Conservation efforts and Dehing Patkai
On Tuesday, local wildlife activist Devajit Moran deposed before the former judge, identifying the areas where illegal mining of coal is rampant. Moran, however, was concerned that his name appeared in the public hearing notice in a local daily.
“I feared that I will be targeted by illegal mining mafia. However, now that I deposed before Justice Katakey, I hope he takes some concrete steps in safeguarding our forests,” Moran told EastMojo.
Incidentally, it was Devajit and his friends in and around Digboi along with their non-profit organization, the Green Bud Society, that started the online campaign to save the Dehing Patkai forest from illegal mining, deforestation and exploitation of hydrocarbons. The activist, however, felt that illicit coal mining and the destruction of the environment is still not an issue during the elections.
“Dehing Patkai’s destruction in last couple of years and destruction of Dibru Saikhowa during the Baghjan oil fire are major issues afflicting the entire Tinsukia district, which has four major legislative assembly constituencies. However, there is no discussion on these issues,” said Moran.
Kishore Mech, an activist with Sanjeevani Northeast Socioeconomic Welfare Society, a non-profit working from Margherita, said that his organization is fighting to protect their environment from the impacts of global warming and local coal mafia.

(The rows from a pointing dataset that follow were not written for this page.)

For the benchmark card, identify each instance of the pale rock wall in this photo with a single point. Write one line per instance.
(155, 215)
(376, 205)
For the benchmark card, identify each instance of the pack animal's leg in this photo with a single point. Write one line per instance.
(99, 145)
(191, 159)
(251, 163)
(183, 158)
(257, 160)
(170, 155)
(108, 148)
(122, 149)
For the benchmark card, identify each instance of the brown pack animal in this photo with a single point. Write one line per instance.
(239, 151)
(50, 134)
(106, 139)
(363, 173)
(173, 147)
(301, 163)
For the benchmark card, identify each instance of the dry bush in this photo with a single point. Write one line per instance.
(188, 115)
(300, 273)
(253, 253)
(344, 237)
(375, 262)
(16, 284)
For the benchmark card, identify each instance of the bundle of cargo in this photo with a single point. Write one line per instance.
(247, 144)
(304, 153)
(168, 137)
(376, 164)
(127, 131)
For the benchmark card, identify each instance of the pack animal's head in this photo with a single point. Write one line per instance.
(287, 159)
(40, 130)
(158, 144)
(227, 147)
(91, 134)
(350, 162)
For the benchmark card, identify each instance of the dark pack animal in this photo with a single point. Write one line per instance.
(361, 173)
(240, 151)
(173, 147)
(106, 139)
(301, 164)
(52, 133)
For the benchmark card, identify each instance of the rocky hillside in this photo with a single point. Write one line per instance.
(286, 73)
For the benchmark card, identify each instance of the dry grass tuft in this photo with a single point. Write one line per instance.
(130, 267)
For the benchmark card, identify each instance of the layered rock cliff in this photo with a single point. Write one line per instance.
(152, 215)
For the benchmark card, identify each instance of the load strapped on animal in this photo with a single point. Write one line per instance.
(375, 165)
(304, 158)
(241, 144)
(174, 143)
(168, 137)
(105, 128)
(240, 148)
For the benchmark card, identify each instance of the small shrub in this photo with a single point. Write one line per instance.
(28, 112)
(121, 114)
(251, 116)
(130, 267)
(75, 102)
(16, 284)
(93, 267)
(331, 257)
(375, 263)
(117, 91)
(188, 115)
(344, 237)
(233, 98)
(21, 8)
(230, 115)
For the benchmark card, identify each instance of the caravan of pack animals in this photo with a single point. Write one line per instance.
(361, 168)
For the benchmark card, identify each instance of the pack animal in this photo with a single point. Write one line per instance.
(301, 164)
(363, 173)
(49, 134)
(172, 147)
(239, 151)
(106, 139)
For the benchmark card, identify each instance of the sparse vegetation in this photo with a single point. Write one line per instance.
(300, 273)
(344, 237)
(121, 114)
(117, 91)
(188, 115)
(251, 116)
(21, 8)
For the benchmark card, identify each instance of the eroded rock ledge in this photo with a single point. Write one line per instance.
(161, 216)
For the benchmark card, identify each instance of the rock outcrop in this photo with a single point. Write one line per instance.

“We do not want political parties to create division on this aspect as we go to the polls and oppose illegal coal mining in the region,” Mech said.
On the other hand, Mridu Paban Phukan, a senior environmental activist from Tinsukia district, told Eastmojo that even in 2008 and 2009, people expressed their grievances before a panel around the issues related with indiscriminate coal mining.
“However, some organizations took advantage of the loopholes through which illegal mining became rampant in this region and maintained their silence. Therefore, every successive election, coal mining or destruction of our forests in Assam is not an issue,” said Phukan.